Besides his ambivalent relationship with his NOPD partner, Fawcett, a detective from the projects who has earned her shield, Patrese is too ready to place his trust in people only to learn the risk of this dangerous naiveté. While the plot is reasonably interesting, the forced narrative hinders any real emotional connection with place or characters. Vacillating between the mystery unfolding in the New Orleans murders, the emphasis on religious convictions of a major protagonist and the confluence of official police investigation and politics, Blake sends a mixed message: a city of opportunities large and small, true believers and a diverse cultural heritage, all about to meet Armageddon in the force of Hurricane Katrina.

Blake’s bad guys are bad; his good guys are also bad, no one trustworthy as crimes threaten to remain unpunished while nature’s fury bears down on New Orleans. Blake’s novel suffers from a confusion of perspective, a procedural format masking a loose confederacy of local politicians, scenes of carnage, and the longer view of a city in the throes of change. From religious fanaticism to a plot that would make Oliver Stone proud, City of the Dead is as inconsistent as that fabled director’s movies.

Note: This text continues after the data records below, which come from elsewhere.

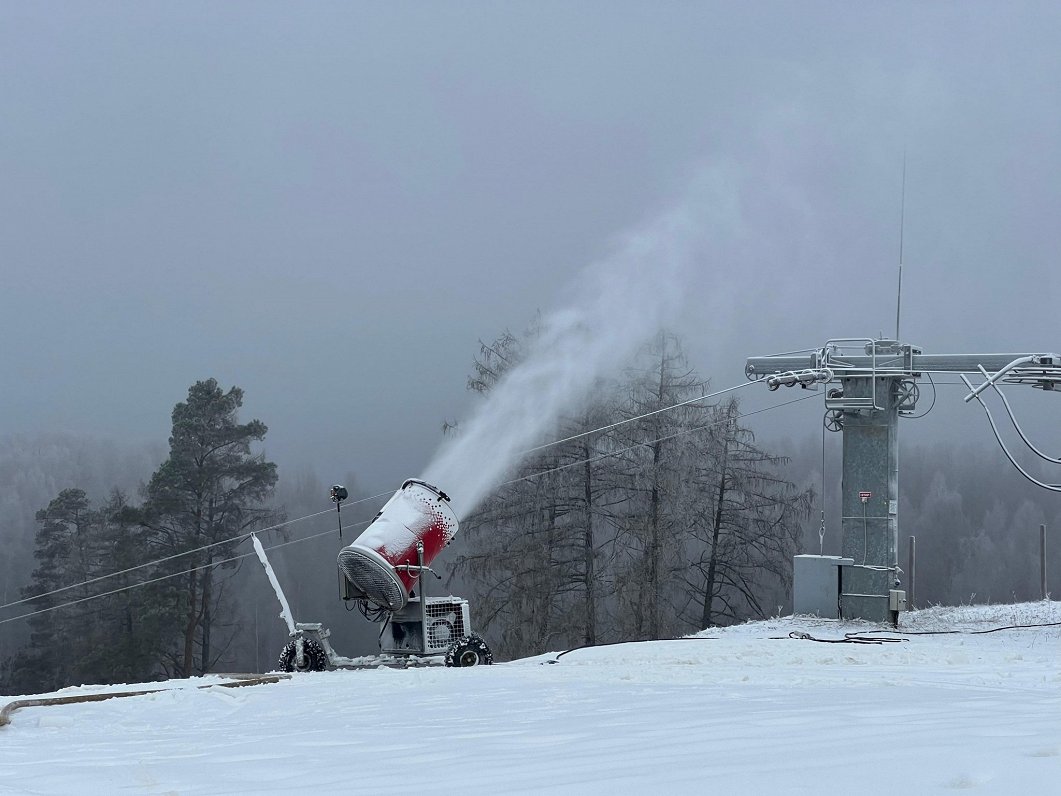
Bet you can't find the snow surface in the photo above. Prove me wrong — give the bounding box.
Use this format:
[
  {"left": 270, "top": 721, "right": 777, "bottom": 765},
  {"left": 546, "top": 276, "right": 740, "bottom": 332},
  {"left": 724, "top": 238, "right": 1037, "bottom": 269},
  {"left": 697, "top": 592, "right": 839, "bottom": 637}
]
[{"left": 3, "top": 602, "right": 1061, "bottom": 795}]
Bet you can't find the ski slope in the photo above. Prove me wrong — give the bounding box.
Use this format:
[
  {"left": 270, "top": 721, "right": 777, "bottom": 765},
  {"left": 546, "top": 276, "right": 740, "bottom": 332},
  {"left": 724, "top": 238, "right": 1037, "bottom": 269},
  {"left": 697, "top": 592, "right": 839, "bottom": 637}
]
[{"left": 3, "top": 603, "right": 1061, "bottom": 795}]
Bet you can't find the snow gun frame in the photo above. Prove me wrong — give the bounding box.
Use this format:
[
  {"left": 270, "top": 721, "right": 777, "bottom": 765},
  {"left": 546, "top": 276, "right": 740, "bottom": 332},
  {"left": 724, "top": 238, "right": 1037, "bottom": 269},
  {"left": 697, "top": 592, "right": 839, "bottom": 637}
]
[{"left": 253, "top": 481, "right": 493, "bottom": 672}]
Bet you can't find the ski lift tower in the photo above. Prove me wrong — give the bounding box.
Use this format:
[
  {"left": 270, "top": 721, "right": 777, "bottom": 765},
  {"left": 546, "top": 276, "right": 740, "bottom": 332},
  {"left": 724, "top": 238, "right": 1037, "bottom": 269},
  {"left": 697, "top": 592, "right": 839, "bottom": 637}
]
[{"left": 745, "top": 339, "right": 1061, "bottom": 624}]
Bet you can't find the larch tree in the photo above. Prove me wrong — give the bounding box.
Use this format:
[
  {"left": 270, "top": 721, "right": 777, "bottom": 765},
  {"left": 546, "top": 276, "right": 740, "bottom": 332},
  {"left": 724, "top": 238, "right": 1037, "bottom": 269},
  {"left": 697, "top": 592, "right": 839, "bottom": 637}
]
[
  {"left": 452, "top": 326, "right": 563, "bottom": 655},
  {"left": 452, "top": 325, "right": 627, "bottom": 656},
  {"left": 610, "top": 331, "right": 711, "bottom": 640},
  {"left": 687, "top": 398, "right": 814, "bottom": 629},
  {"left": 449, "top": 326, "right": 815, "bottom": 657}
]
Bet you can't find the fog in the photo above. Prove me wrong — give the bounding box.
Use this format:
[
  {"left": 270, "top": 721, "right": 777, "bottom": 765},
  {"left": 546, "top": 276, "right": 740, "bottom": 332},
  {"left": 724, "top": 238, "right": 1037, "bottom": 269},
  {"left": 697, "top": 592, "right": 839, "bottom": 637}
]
[{"left": 3, "top": 2, "right": 1060, "bottom": 493}]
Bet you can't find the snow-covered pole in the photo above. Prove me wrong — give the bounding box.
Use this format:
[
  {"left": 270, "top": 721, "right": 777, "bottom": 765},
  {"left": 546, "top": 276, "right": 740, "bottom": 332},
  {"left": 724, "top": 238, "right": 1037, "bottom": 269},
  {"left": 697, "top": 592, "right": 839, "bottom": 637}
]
[
  {"left": 252, "top": 534, "right": 296, "bottom": 636},
  {"left": 1041, "top": 524, "right": 1048, "bottom": 601}
]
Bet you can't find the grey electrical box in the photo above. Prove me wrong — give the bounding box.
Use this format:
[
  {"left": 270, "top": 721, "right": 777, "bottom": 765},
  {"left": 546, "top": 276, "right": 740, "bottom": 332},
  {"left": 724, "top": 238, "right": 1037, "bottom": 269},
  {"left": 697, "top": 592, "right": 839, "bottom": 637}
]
[
  {"left": 793, "top": 555, "right": 854, "bottom": 619},
  {"left": 888, "top": 589, "right": 907, "bottom": 612}
]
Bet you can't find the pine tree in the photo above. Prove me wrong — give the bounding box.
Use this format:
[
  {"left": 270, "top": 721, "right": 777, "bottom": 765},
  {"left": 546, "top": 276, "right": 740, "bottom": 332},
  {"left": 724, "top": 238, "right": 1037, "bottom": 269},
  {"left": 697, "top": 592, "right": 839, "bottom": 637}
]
[
  {"left": 140, "top": 379, "right": 279, "bottom": 677},
  {"left": 4, "top": 489, "right": 94, "bottom": 691},
  {"left": 0, "top": 487, "right": 177, "bottom": 694},
  {"left": 87, "top": 489, "right": 169, "bottom": 684}
]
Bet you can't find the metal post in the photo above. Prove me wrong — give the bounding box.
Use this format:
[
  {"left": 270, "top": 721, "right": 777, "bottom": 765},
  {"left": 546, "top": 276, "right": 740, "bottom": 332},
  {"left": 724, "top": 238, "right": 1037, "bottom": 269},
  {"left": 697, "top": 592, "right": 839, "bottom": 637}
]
[
  {"left": 745, "top": 344, "right": 1061, "bottom": 622},
  {"left": 1040, "top": 524, "right": 1047, "bottom": 601},
  {"left": 838, "top": 375, "right": 900, "bottom": 622},
  {"left": 908, "top": 535, "right": 916, "bottom": 610},
  {"left": 255, "top": 602, "right": 260, "bottom": 673},
  {"left": 417, "top": 542, "right": 428, "bottom": 652}
]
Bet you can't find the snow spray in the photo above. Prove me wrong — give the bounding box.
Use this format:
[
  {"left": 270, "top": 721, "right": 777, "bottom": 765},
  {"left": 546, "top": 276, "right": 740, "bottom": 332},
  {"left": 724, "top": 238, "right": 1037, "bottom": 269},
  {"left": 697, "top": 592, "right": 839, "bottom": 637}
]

As an outsider dropped from one part of the country into another, Patrese cannot appreciate the unique personality of a city steeped in the tradition of corruption, which makes him either a logical skeptic or inexperienced carpetbagger (so to speak). This magnificent city’s essence is lost in the stampede towards resolution, one too easily achieved without the context of well-developed characters to define the conflicts of a unique way of life. Too convenient to drop the big-city detective into the roiling ambiance of New Orleans and expect him to catch on to its rhythm, a gimmick that is not successful.